Sunday bought rain, but we headed over to the campus at Godollo anyway with the hope that it might eventually ease.
After an hour of procrastination in the college cafe it still hadn’t relented, but we decided to give it a go anyway with Yesterday’s Man dexterously organising us into 3 teams of 9-a-side to play a round robin 10Ten tournament: A Hungarian IX, a Salix IX and an unholy hybrid of the two known as the Hunglish IX. First up were Salix against the pure Hungarian side, the latter batting first and compiling a respectable 72 after Salix had initially kept them restricted; again too many full tosses were dispatched over the boundary. In reply the Hungarians were not nearly so generous in their bowling and in the continuing drizzle Salix could only muster a meagre 46 in the ten overs, with two lonely boundaries between us.
Next match featured Salix versus the Hunglish IX, which saw a much improved bowling performance from the Salix team, initially pegging the Hunglish to 5 for 4 after 3 overs. The Hunglish rebounded a little to squeeze out 42 from their ten overs, but despite the early loss of Dave-ski that target was seen off by Salix without further loss, myself and Rog doing most of the hard work before retiring hurt to let The Young Spillane hit the winning runs for his inaugural victory as a Salix Captain. Your correspondent had retired to the college bar for the final match so didn’t get to see it live, but unsurprisingly the Hungarian IX won and all that was left to do was hand over another trophy to the Hungarians for beating us again, award a shiny Salix tour shirt to Adrian for services to Salix liver damage and bestow the man-of-the-tour award to Swordsman for his outstanding bowling performance on the Saturday, to which he added a few more wickets on the Sunday. Well done that man.

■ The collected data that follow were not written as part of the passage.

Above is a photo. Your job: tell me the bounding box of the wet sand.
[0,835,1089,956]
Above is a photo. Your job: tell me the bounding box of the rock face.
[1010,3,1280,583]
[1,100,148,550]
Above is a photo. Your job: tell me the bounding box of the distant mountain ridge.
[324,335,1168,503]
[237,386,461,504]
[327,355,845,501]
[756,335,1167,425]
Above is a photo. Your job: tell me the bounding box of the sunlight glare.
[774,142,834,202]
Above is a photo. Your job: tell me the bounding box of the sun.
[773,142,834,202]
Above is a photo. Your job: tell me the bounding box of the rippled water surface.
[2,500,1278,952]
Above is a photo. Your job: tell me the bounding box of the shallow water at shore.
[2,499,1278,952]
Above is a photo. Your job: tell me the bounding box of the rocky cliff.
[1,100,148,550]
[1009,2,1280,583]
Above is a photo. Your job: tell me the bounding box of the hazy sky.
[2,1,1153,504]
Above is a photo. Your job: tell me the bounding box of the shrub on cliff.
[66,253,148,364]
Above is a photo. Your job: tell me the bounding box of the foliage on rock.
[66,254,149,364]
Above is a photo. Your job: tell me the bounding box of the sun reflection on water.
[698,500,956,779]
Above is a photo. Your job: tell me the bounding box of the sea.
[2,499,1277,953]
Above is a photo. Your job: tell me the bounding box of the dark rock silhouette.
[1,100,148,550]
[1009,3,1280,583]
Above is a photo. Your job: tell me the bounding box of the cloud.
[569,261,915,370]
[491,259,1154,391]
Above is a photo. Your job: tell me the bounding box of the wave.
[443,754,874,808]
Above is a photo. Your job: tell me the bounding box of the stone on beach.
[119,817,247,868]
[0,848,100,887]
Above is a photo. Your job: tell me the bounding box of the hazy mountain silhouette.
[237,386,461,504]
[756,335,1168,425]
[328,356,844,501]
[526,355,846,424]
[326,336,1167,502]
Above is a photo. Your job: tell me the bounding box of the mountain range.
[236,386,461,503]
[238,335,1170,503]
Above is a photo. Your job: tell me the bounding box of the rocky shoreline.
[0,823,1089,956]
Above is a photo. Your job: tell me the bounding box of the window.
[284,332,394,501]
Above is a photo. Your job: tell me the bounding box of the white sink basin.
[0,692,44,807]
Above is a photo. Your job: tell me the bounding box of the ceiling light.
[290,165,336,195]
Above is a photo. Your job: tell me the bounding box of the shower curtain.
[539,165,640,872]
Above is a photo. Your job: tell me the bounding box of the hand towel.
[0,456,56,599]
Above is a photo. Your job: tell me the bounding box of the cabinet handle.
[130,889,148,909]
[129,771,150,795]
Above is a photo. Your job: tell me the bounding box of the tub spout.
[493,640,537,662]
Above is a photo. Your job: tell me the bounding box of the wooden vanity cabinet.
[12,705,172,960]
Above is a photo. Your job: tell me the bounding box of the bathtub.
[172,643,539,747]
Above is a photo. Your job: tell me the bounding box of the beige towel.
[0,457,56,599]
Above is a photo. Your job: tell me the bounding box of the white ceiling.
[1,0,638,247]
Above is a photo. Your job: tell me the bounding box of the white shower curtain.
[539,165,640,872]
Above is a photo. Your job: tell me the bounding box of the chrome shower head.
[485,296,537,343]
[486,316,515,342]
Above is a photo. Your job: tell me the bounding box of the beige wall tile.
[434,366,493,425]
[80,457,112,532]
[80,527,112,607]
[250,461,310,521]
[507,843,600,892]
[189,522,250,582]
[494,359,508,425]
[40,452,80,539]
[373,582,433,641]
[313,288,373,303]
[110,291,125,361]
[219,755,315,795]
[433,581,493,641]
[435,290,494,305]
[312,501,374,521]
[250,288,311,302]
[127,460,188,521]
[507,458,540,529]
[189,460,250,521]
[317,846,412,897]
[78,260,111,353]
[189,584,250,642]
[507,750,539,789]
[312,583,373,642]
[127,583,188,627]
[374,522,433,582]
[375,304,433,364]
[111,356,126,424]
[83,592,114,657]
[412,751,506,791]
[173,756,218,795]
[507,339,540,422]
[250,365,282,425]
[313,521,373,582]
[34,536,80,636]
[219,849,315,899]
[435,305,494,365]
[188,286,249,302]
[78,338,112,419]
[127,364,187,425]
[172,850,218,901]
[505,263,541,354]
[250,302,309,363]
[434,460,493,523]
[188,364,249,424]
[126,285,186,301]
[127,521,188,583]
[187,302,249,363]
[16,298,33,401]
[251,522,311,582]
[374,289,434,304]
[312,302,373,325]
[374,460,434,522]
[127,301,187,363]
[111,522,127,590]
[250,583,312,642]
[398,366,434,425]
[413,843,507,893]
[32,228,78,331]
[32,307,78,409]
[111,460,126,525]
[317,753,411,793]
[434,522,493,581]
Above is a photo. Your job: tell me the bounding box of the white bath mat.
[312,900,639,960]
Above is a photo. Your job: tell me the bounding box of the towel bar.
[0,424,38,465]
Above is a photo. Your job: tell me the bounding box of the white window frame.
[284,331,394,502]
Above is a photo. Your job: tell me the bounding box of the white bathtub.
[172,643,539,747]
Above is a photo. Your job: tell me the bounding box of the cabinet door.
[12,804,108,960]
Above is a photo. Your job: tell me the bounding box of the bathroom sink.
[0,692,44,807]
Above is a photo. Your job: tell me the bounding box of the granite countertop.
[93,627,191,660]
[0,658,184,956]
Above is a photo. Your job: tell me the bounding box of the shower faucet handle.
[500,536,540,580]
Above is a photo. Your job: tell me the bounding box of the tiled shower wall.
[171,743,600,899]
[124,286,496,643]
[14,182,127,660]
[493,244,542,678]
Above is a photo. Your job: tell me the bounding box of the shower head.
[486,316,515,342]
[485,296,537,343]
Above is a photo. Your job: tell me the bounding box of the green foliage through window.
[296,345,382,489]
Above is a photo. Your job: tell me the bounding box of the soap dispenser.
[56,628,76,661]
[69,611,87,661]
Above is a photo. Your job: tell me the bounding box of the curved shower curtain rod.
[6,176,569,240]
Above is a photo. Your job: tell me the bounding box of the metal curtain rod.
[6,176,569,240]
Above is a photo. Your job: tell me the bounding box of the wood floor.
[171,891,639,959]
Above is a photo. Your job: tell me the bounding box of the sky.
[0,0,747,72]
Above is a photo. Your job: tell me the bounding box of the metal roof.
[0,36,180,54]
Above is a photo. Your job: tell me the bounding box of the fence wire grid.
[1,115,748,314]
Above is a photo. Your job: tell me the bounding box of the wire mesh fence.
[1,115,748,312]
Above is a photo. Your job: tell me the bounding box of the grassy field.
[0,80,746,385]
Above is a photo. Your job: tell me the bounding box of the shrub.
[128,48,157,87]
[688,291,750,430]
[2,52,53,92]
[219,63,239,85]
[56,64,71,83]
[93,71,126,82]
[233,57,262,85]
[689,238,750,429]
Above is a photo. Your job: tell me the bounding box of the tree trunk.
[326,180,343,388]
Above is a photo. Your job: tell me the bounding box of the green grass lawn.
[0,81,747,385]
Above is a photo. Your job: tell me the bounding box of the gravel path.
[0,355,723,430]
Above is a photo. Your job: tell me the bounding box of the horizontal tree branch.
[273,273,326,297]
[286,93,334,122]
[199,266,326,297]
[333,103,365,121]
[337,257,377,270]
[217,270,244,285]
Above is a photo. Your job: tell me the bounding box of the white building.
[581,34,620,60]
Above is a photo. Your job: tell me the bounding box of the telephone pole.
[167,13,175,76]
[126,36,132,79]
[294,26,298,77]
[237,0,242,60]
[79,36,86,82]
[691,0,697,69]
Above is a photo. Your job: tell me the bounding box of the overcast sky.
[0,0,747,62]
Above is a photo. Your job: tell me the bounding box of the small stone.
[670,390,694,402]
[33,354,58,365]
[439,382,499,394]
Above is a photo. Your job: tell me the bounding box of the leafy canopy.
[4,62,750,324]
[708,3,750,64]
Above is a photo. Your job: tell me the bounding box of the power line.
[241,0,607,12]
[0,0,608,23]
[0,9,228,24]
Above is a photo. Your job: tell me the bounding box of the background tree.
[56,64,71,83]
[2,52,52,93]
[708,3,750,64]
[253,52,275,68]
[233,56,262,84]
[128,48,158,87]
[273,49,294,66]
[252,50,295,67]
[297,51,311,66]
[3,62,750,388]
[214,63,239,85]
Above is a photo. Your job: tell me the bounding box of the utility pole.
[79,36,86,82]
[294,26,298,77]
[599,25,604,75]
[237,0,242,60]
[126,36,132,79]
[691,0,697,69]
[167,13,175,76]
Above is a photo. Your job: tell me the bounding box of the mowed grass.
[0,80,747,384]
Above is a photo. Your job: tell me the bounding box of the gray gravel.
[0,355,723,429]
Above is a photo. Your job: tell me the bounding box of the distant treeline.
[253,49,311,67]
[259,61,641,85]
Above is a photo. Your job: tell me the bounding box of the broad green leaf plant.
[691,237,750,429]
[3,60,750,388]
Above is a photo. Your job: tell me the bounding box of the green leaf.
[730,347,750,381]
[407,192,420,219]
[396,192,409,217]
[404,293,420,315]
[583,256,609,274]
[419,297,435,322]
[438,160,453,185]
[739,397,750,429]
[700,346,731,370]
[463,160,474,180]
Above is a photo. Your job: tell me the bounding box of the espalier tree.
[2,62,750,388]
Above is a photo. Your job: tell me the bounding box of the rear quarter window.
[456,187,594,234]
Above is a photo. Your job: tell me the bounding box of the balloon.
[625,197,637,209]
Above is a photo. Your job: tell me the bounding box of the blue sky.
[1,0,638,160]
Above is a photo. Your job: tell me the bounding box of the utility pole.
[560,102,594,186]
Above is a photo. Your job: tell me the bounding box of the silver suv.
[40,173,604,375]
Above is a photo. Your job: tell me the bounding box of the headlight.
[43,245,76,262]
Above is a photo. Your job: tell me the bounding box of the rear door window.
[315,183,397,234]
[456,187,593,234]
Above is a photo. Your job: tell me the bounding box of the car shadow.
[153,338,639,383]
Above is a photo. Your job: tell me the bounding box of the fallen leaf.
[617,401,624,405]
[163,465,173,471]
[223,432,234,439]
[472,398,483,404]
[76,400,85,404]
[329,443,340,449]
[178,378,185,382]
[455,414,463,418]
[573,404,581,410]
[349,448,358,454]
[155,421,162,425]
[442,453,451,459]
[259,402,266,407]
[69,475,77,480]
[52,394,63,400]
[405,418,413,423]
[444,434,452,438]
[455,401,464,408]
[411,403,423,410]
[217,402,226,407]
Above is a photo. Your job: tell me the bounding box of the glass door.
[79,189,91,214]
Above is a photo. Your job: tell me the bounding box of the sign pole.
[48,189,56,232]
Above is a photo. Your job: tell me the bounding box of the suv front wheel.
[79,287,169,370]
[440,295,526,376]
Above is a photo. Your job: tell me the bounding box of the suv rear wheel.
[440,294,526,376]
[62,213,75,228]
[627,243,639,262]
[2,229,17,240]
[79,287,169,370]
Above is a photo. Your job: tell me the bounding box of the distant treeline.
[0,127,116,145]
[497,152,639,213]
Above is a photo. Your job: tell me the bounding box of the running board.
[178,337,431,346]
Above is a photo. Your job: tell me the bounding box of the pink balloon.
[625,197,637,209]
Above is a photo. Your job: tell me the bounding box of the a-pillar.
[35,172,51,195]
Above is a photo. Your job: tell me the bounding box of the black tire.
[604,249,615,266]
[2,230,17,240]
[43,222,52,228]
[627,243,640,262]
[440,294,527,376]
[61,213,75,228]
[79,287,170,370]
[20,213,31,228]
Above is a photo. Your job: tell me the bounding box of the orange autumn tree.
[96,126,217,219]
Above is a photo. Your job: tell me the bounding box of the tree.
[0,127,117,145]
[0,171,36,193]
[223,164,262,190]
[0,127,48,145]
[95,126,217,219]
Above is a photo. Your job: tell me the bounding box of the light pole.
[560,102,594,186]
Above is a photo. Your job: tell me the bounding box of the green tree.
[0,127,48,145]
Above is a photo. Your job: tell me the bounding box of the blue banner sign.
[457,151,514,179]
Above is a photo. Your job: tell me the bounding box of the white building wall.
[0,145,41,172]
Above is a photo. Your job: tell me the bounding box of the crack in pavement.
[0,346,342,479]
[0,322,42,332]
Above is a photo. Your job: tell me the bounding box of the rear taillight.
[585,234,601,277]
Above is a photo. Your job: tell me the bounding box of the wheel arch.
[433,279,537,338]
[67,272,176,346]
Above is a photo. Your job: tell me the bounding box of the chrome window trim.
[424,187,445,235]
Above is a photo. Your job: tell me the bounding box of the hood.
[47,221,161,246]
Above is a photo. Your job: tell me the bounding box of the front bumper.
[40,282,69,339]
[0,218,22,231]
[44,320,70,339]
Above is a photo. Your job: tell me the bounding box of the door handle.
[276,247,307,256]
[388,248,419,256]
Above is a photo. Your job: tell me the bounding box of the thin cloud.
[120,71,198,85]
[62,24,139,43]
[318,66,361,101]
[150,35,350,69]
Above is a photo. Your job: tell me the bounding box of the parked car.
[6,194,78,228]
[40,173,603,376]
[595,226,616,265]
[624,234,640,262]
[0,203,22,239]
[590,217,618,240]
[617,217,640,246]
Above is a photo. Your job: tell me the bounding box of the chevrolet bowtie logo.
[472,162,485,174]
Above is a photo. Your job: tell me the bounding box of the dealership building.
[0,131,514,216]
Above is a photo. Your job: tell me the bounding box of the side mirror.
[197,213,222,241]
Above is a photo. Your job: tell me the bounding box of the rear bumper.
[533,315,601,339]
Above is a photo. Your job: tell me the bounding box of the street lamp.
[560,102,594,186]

I believe the rest of the team went for a curry at one of the opposition’s Indian restaurants on Sunday night (Ed: true we
did), but I missed that as well, out with my in-laws for a birthday dinner. Thanks very much to the Hungarian cricket
players for helping me organise the tour and for being such excellent hosts – from arranging lifts for us to the ground, to
giving us a guided tour of the bars of Budapest and even agreeing to play in the rain after we’d come all that way. Most
of all thank you for being very friendly and welcoming.
Next up, provided The Smuggler’s still speaking to us, Munich, where surely we shall prevail. After all, nothing ever goes wrong in Munich.